La moindre poche de terrain intra-muros est systématiquement squattée
pour implanter des ouvrages démesurés par rapport à l’environnement
naturel immédiat.
Une brève tournée à travers les quartiers de la capitale permet de
confirmer ce constat comme ces centaines de promotions immobilières
privées poussant comme des champignons sur des sols à haut risque
défiant ouvertement la loi 04-20 du 25/12/2004 et ignorant les
obligations réglementaires imposées par les POS, PDAU et PER (plans
d’exposition aux risques).
Il en est de même pour ces ensembles importants d’équipements avec une
architecture «dégueulasse» incrustés sans études de maturation ni débat
technique dans des espaces verts exigus à l’intérieur de zones
hyperurbanisées pour ne citer que les deux universités de droit et de
gestion implantées le long de la double voie express, l’une à Ben Aknoun
et l’autre à Saïd Hamdine, à quelques kilomètres l’une de l’autre sans
aucune étude d’impact sur l’environnement (EIE) ni une étude de danger,
ce qui a engendré indéniablement après leur ouverture un trafic routier
très dense, insupportable sur ce tronçon d’autoroute bloqué à toute
heure de la journée. De même des cités-dortoirs, toutes formules
confondues, dupliquées sur tout le territoire national (AADL, LSP, LPP,
LPA, social, promotions privées).
«Des chinoiseries en cubes de béton» sont projetées aléatoirement et de
manière irréfléchie au niveau des bretelles exiguës le long de
l’autoroute Est-Ouest facilement repérables dans le cas de la wilaya
d’Alger à Baba Hassen, Douéra, Chéraga, Birkhadem Rouiba, Reghaïa, etc.,
provoquant à tout moment une anarchie routière indescriptible et des
accidents mortels à l’endroit de ces intersections dangereuses et sans
les indications autoroutières d’usage.
Enfin je ne peux m’empêcher de citer le cas de cette construction
mastodonte clandestine (sans aucune plaque réglementaire justifiant le
nom du maître d’ouvrage et le type de permis) fondée dans le lit mineur
de l’oued El Halouf sur un terrain agricole (Djenane Elouz) jouxtant le
rond- point de Beni Messous-Chéraga, jadis utilisé par les riverains
comme un lieu de repli et de détente. D’après certaines informations
crédibles, il s’agirait d’un grand hôpital militaire «mère-enfant» avec
tous les risques et nuisances que cela peut engendrer sur
l’environnement immédiat. Malheureusement tous les habitants en contact
direct avec ce site (j’en fais partie) ont été purement et simplement
ignorés par l’institution responsable du projet.

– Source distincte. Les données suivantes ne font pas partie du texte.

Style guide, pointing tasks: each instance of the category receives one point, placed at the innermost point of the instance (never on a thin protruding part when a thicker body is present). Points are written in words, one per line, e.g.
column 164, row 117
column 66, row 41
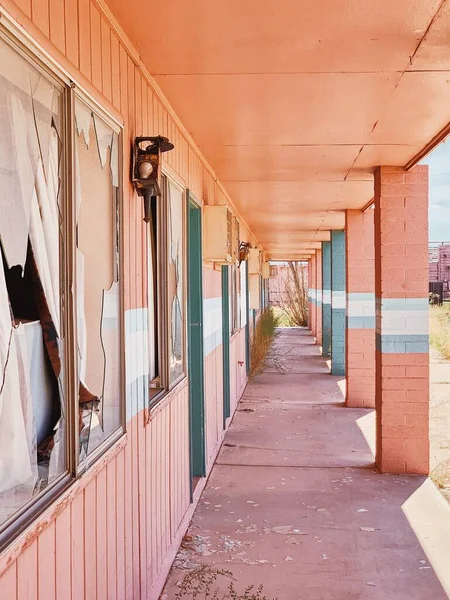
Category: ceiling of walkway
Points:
column 294, row 103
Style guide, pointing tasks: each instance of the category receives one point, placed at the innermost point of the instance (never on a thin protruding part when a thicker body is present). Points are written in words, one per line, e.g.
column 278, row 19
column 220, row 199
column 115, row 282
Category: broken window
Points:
column 234, row 282
column 98, row 296
column 58, row 258
column 175, row 279
column 165, row 274
column 153, row 231
column 32, row 345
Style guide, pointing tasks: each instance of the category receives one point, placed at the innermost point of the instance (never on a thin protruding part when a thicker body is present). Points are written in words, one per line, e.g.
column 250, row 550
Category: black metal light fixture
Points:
column 244, row 249
column 146, row 168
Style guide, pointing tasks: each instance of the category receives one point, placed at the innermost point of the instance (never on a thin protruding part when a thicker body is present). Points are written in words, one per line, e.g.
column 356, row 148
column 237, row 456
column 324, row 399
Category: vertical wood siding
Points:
column 113, row 539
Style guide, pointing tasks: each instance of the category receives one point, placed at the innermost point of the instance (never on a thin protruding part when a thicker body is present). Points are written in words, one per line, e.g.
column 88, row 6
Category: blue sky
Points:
column 439, row 211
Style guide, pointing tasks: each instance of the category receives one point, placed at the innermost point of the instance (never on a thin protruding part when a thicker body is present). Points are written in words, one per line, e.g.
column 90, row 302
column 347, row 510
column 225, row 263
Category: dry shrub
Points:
column 440, row 329
column 293, row 298
column 201, row 583
column 265, row 333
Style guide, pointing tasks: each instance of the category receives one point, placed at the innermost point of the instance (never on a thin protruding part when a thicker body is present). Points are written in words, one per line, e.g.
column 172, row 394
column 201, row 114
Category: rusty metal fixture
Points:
column 146, row 168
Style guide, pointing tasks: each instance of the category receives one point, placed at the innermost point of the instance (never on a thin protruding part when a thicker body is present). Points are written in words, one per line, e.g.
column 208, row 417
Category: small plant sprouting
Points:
column 200, row 584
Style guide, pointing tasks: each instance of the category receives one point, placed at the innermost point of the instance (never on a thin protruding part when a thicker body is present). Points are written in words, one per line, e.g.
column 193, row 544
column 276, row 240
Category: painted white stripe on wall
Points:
column 338, row 299
column 402, row 316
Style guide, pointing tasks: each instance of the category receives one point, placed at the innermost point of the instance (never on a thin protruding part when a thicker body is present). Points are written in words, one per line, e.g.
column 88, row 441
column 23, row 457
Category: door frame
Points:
column 197, row 433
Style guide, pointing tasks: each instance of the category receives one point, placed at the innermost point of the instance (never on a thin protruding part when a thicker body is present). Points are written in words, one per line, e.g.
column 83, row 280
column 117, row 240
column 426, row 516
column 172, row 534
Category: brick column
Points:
column 326, row 299
column 312, row 299
column 319, row 297
column 338, row 302
column 360, row 339
column 401, row 290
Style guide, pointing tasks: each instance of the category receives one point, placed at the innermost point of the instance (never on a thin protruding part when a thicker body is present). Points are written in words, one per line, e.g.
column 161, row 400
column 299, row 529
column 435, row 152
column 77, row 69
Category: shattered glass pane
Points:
column 175, row 276
column 31, row 347
column 98, row 296
column 104, row 136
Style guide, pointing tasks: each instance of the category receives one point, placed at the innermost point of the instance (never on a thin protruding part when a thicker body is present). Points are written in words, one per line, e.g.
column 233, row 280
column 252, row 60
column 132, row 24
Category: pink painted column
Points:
column 360, row 338
column 313, row 295
column 401, row 290
column 311, row 281
column 318, row 297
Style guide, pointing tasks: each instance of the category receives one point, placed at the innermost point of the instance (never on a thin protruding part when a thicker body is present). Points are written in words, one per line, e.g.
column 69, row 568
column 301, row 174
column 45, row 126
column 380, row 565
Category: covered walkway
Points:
column 294, row 501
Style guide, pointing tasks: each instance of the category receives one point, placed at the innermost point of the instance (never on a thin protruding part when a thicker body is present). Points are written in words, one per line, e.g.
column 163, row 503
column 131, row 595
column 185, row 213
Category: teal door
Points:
column 226, row 342
column 195, row 339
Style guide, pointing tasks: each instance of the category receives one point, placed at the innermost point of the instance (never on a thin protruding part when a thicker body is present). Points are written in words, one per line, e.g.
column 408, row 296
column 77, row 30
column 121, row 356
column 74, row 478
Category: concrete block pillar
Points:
column 401, row 291
column 338, row 303
column 326, row 299
column 360, row 338
column 312, row 294
column 318, row 287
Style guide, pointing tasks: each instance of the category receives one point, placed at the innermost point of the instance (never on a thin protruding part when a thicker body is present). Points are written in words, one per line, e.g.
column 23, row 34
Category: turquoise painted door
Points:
column 195, row 339
column 226, row 342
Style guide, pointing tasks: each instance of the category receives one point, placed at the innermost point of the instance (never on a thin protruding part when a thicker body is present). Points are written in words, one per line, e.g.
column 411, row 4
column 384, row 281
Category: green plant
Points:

Dans ce cas on est en droit de se poser la question suivante : à quoi
sert le ministère de l’Habitat, de l’Urbanisme et de la Ville ? A quoi
sert le ministère de l’Aménagement du territoire ? A quoi sert la police
de
l’urbanisme ? Toutes ces institutions étatiques budgétivores qui
n’arrivent pas à veiller sur le moindre respect des lois de l’urbanisme
et de la protection de l’environnement ? Le résultat de cette fuite en
avant est
irréfutable : une capitale avec un centre originel abandonné, insalubre
et délabré, des rues bouchonnées à toute heure, verrouillées, «dos-d’ânées»

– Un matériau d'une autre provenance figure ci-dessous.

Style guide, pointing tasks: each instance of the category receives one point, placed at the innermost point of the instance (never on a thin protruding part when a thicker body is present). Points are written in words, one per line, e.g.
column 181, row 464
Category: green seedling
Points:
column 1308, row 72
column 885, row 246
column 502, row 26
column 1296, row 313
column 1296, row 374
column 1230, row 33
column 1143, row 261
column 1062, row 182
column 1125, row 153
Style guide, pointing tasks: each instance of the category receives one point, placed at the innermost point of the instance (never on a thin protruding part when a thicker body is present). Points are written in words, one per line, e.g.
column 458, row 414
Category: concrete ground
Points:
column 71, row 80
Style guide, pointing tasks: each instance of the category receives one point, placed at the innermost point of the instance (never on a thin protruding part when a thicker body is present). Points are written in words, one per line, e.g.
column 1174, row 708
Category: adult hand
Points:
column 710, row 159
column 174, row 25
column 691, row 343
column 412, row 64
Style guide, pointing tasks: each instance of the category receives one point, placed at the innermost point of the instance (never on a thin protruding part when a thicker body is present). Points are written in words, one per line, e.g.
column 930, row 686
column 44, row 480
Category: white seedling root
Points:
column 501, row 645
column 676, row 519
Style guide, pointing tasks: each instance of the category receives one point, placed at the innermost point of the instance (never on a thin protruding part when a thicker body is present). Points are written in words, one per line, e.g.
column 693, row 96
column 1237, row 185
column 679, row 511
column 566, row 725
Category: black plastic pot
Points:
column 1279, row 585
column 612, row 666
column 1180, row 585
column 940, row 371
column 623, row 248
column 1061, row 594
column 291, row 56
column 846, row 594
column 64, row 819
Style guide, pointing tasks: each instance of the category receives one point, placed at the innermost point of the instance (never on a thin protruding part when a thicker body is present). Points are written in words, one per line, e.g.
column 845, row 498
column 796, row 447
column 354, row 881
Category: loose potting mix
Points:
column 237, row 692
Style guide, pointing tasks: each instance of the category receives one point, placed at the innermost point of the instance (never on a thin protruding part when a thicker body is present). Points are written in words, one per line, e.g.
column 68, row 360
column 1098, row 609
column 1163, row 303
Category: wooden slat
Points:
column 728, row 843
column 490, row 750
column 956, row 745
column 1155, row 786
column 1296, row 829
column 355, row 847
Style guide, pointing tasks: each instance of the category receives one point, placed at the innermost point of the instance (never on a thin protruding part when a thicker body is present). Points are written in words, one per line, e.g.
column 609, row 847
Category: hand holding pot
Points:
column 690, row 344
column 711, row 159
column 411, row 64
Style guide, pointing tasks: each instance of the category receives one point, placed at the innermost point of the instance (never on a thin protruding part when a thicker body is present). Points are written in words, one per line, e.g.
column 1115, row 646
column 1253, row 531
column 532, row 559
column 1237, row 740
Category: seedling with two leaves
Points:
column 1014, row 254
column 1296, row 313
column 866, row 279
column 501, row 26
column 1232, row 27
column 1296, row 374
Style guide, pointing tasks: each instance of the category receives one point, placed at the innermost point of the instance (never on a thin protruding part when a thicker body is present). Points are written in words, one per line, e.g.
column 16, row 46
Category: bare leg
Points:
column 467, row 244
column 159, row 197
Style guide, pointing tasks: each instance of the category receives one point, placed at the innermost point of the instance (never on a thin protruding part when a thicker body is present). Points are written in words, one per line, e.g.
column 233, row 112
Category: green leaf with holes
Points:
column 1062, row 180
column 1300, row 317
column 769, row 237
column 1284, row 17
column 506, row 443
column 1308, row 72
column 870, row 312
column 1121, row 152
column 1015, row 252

et très vulnérable vis-à-vis de plusieurs risques conjoncturels et/ou
majeurs parfaitement identifiés et quantifiés pour cette région du
globe. Concernant ces aléas, faut-il rappeler que dans le cas de la
survenance d’une catastrophe de grande ampleur, la responsabilité de
l’Etat demeure entière.
L’autoroute Est-Ouest
En complément aux lourdes insuffisances et défauts listés dans la
contribution du 13/03/2014 parue dans le quotidien le Soir d’Algérie
intitulée «Ces catastrophes en cascades qui touchent l’autoroute» ; on
peut dire qu’à ce jour ce projet «jetable» continue à subir des
dégradations considérables avec son lot de tares, malfaçons et inepties
gravissimes le long de son tracé jonché d’affaissements, éboulements,
crevasses, ornières, glissements et sinistres pathologiques et
irréversibles de tous genres qui méritent largement de remplir la
rubrique «catastrophes exceptionnelles» dans le Guiness Book of Records.
Il est utile de signaler également que la totalité des 1 200 km de cette
plateforme demeure actuellement très vulnérable vis-à-vis des risques
«mouvements des sols, séisme, ensablement et inondations».

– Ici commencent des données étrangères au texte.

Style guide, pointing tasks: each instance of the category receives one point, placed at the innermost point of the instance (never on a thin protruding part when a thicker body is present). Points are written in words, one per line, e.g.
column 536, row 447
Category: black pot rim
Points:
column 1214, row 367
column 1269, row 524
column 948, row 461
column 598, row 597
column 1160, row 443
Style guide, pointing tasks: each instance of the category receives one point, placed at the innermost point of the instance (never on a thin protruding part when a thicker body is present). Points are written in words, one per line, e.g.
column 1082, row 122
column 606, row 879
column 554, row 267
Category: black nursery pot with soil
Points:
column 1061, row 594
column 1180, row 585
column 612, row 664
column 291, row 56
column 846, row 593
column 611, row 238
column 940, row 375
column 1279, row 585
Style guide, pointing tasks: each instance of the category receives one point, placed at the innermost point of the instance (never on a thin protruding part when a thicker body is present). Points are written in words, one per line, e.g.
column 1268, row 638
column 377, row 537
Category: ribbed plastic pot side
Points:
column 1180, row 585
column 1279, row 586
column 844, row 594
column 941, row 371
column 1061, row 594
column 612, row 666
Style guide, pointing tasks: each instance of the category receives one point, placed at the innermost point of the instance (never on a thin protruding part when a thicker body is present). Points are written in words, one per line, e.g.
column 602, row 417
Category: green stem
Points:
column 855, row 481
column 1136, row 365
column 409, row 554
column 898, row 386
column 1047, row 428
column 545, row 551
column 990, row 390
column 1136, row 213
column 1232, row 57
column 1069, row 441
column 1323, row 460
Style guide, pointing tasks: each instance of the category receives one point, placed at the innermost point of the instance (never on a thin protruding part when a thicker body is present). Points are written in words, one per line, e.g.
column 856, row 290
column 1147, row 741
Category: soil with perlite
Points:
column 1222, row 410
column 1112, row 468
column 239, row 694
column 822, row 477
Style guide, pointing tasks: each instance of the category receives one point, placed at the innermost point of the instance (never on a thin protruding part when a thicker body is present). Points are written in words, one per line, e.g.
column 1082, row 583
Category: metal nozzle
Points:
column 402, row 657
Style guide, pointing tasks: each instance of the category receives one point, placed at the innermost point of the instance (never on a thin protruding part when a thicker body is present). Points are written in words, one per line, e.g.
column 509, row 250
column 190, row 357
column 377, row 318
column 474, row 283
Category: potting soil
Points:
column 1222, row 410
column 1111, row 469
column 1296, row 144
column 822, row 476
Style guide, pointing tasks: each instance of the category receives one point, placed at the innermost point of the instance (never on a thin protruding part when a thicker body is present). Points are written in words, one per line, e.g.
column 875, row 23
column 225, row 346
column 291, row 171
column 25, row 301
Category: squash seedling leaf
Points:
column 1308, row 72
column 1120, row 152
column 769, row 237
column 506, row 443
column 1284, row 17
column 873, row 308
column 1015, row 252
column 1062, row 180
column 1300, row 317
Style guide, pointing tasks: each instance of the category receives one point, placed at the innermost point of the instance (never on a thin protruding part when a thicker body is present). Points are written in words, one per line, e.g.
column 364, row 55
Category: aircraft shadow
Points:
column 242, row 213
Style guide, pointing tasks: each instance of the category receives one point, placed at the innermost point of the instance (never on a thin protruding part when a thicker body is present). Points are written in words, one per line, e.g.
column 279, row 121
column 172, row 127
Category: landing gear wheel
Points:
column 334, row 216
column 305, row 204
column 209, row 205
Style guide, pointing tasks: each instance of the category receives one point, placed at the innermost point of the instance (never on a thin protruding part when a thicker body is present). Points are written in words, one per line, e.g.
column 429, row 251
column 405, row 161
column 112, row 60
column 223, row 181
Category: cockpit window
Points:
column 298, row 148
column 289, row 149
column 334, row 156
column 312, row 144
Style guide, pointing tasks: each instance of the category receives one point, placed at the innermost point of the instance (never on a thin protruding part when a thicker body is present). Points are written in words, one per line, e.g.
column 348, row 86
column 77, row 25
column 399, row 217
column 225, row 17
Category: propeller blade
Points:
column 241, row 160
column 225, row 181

Concernant ce dernier aléa il a toujours été aisé de constater que la
chute de quelques gouttes de pluie rend cette autoroute totalement
impraticable et très dangereuse sur l’ensemble de son tracé, preuve
irréfutable de sa non-conformité aux règles basiques de l’art de
construire. L’autre volet important concerne la reprise en sous-œuvre du
corps de chaussée et la réparation sans interruption de la couche de
roulement des tronçons endommagés avant même leur réception provisoire
avec, bien entendu, des centaines d’avenants en cascades évalués à des
milliards de dollars (pertes sèches pour le Trésor public) engendrés
essentiellement par la tricherie des entreprises et l’incapacité
chronique des pouvoirs publics à contrôler ces carences techniques.
En effet il est clair que ceci est dû à l’absence totale des missions
assistance, suivi, contrôle et validation durant toute la période de
réalisation, ce qui a grandement contribué à l’échec de ce mégaprojet
livré par tronçons successifs et épars dans un état piteux, déplorable
et inacceptable vis-à-vis des normes techniques minimales
internationales d’une part et des surcoûts faramineux injustifiés
jusqu’à ce jour d’autre part (on peut dire que c’est le kilomètre le
plus bricolé et le plus cher de la planète).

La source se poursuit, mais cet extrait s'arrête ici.